FDA Expands Warning Labels on Opioids & Sedatives
/By Pat Anson, Editor
The U.S. Food and Drug Administration is expanding the warning labels on all opioids and benzodiazepines – a class of anti-anxiety sedative that includes Xanax – because of the serious risk of overdose and death when the drugs are used together.
The FDA’s “black box” warning labels – the FDA's strongest warning – involve nearly 400 opioid analgesics, opioid-containing cough products, benzodiazepines and other central nervous system (CNS) depressants.
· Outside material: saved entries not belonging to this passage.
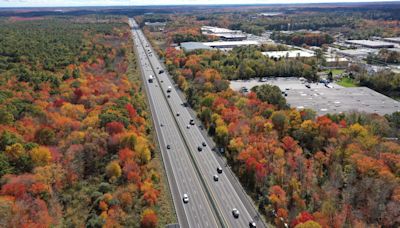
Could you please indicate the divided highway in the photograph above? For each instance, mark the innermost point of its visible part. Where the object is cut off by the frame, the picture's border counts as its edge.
(180, 170)
(188, 144)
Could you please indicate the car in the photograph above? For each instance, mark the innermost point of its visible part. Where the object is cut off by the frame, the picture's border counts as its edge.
(235, 213)
(252, 224)
(215, 177)
(185, 198)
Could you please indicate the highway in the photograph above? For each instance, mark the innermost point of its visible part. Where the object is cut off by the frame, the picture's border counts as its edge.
(226, 193)
(180, 170)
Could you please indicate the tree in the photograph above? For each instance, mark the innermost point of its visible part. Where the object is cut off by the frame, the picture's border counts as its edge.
(149, 219)
(40, 156)
(113, 170)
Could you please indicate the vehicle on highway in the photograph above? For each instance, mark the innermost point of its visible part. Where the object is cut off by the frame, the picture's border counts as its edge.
(215, 177)
(151, 78)
(235, 213)
(252, 224)
(185, 198)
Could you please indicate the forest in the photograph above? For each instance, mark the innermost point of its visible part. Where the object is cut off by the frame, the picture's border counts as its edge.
(76, 138)
(313, 171)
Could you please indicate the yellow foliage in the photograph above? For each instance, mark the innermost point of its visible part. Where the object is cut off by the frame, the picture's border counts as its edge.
(40, 156)
(142, 148)
(309, 224)
(15, 151)
(113, 169)
(73, 111)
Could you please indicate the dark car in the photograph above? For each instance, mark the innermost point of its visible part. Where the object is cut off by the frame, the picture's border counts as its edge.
(252, 224)
(215, 177)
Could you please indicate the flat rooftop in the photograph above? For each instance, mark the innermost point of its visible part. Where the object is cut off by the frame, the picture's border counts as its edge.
(231, 43)
(328, 100)
(289, 54)
(190, 46)
(371, 43)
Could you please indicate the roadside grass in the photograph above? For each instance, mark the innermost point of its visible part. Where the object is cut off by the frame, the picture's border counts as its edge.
(346, 82)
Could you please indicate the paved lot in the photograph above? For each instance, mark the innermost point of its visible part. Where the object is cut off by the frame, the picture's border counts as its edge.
(328, 100)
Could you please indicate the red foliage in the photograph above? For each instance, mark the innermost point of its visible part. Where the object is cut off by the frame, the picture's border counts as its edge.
(114, 127)
(302, 218)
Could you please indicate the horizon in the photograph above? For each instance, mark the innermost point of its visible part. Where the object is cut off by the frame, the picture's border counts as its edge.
(125, 3)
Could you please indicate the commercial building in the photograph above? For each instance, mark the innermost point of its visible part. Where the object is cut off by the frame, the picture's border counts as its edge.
(289, 54)
(223, 33)
(191, 46)
(231, 44)
(393, 40)
(357, 53)
(370, 43)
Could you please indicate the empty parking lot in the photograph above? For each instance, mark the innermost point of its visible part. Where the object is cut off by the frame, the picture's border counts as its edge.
(328, 100)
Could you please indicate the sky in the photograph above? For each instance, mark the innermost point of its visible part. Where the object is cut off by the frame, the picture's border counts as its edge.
(50, 3)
The risks associated with using the drugs simultaneously are fairly well-established and include extreme sleepiness, respiratory depression, coma and death.
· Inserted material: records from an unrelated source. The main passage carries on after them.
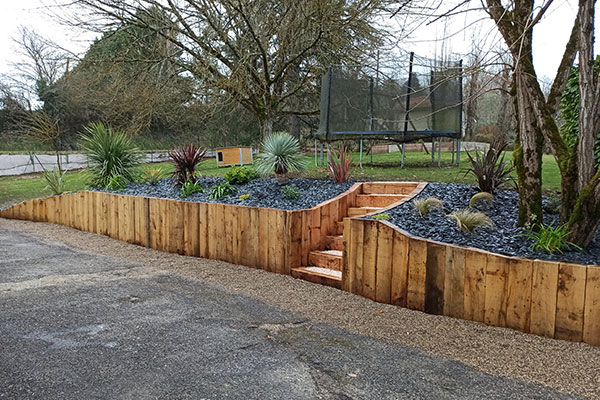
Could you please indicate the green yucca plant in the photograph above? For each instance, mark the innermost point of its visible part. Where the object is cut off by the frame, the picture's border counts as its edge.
(424, 206)
(467, 220)
(280, 153)
(109, 153)
(481, 196)
(55, 181)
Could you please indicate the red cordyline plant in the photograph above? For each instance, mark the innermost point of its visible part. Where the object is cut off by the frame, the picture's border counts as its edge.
(185, 160)
(339, 163)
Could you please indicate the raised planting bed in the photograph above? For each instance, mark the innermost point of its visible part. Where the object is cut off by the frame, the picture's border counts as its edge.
(430, 266)
(264, 192)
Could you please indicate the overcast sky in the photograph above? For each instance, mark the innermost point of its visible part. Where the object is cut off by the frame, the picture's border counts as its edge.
(550, 35)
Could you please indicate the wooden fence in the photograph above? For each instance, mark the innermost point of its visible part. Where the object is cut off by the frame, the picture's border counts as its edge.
(270, 239)
(552, 299)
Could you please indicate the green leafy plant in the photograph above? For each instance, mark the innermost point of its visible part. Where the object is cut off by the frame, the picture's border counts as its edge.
(222, 190)
(280, 153)
(55, 181)
(150, 176)
(290, 192)
(116, 183)
(240, 175)
(244, 197)
(339, 163)
(481, 196)
(489, 167)
(381, 216)
(550, 239)
(189, 188)
(467, 220)
(424, 206)
(185, 161)
(109, 153)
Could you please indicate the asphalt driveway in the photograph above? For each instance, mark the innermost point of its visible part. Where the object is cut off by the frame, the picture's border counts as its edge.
(81, 325)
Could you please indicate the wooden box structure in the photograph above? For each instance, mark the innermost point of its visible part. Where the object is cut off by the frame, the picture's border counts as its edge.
(240, 155)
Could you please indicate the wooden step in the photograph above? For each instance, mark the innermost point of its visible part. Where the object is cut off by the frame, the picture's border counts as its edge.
(388, 187)
(318, 275)
(329, 259)
(358, 211)
(333, 242)
(377, 200)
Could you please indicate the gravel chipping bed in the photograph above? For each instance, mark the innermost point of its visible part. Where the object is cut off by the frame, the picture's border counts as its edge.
(501, 239)
(565, 366)
(264, 192)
The agency said the move is one of a number of steps the FDA is taking as part of its Opioids Action Plan, which is focused on policies “aimed at reversing the prescription opioid abuse epidemic, while still providing patients in pain access to effective and appropriate pain management.”
"It is nothing short of a public health crisis when you see a substantial increase of avoidable overdose and death related to two widely used drug classes being taken together," said FDA Commissioner Robert Califf, MD. "We implore health care professionals to heed these new warnings and more carefully and thoroughly evaluate, on a patient-by-patient basis, whether the benefits of using opioids and benzodiazepines – or CNS depressants more generally – together outweigh these serious risks."
In addition to benzodiazepines, other CNS depressants include sedatives, hypnotics, anxiolytics, tranquilizers, muscle relaxants, general anesthetics, antipsychotics, and alcohol.
The new warning labels caution physicians to prescribe benzodiazepines or other CNS depressants “at the lowest effective dose” if a patient is already taking an opioid.
The FDA said the number of patients who were prescribed both an opioid analgesic and benzodiazepine increased by 41 percent between 2002 and 2014, which translates to an increase of more than 2.5 million opioid analgesic patients receiving benzodiazepines.
From 2004 to 2011, the rate of emergency department visits involving non-medical use of both drug classes increased significantly, with overdose deaths involving the drugs nearly tripling.
Recent guidelines by the Centers for Disease Control and Prevention also urge doctors to use caution when co-prescribing opioids and benzodiazepines.
The prescribing of opioid pain medication in the U.S. has actually been in decline for several years, but the number of overdoses blamed on opioids – both legal and illegal – continue to rise. One explanation for that is that the co-prescribing of opioids and sedatives has not changed.
According to a 2015 study, over a third of the patients prescribed opioids for chronic musculoskeletal pain were given a sedative. And patients with a history of psychiatric and substance abuse disorders were even more likely to be co-prescribed opioids and sedatives.
In February 2016, the FDA received a citizen petition from the city of Baltimore and over 40 public health officials asking the agency to strengthen warning labels for opioids, sedatives and depressants. The FDA said it was already reviewing data on the simultaneous use of the drugs, but today’s action was a response to that citizen petition.